2017年07月09日

さあ皆さんご一緒に。すうぱあぁぁぁ

FPSゲーム「SUPERHOT」をプレイ、クリアしたので今回はこの話題を取りあげましょうか。
海外のゲーム、およびインディー系のゲームを良くプレイしている人なら、本ゲームの名前やビジュアルを一度は見たことがあると思います。
ks_superhot1.jpg

白と赤という極めて明快かつ単純化されたコントラストの色彩、まるで映画「マトリックス」を髣髴とさせるゲーム性、色々と話題になったゲームで私もすごく気にはなっていました。
旬が過ぎてしまった感のある今更においてようやくプレイしたわけですが、さて、その内容はというと。

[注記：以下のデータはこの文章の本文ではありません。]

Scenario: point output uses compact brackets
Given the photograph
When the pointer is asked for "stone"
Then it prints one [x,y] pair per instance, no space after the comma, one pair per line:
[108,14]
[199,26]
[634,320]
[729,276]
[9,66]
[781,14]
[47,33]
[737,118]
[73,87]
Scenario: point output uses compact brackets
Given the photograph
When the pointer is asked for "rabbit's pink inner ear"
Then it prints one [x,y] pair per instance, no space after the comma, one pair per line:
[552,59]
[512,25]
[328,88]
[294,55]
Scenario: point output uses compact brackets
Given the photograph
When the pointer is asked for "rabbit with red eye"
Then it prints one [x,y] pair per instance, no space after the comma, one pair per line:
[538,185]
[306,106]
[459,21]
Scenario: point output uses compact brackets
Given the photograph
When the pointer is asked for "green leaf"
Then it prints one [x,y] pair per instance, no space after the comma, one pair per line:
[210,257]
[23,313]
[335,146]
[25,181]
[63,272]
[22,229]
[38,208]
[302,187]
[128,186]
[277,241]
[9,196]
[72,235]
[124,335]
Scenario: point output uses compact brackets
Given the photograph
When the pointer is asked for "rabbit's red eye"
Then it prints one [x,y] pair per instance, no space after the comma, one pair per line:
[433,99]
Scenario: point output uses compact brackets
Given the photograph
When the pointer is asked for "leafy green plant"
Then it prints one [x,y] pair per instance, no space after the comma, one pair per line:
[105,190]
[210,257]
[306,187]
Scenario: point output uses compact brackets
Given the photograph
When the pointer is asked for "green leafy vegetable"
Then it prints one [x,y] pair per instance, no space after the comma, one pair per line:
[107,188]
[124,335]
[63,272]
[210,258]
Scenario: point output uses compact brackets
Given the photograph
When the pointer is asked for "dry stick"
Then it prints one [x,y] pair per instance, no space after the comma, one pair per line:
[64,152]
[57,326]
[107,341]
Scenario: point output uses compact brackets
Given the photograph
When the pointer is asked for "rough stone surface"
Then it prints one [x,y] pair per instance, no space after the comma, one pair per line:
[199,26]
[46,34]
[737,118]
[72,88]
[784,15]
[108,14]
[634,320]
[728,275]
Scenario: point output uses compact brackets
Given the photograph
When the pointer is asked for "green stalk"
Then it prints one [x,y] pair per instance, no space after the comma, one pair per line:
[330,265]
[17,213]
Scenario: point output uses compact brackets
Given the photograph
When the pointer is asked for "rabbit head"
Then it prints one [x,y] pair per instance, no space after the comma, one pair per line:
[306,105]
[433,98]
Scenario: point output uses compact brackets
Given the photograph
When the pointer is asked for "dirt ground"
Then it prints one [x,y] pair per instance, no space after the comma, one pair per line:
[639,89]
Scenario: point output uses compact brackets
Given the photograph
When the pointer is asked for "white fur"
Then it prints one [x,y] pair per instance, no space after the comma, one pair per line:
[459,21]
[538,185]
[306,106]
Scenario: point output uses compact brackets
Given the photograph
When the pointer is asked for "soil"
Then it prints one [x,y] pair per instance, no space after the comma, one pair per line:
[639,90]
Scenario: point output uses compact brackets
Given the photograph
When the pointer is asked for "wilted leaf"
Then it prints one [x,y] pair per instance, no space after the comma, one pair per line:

「自分が動くときだけ時間が進む」というキャッチコピーがもう、このゲームも全てを言い尽くしたに等しいですね。
何もしていなければ、敵の撃ってくる弾すら止まっているかのように見えます。それを利用して、圧倒的に不利な状況を打破していくのがこのゲームの目的であり魅力です。


敵は真っ赤なマネキンのように表現され、倒すとガラスのように砕け散ります。なんでこんなに象徴的に単純化されてるのか若干気になるところではありますが、元々数日間の内にゲームを完成させるというタイムアタックイベントで開発されたゲームがベースになっているので、時間短縮のために余計な要素を省いたコンセプトをそのまま引き継いでいるわけです。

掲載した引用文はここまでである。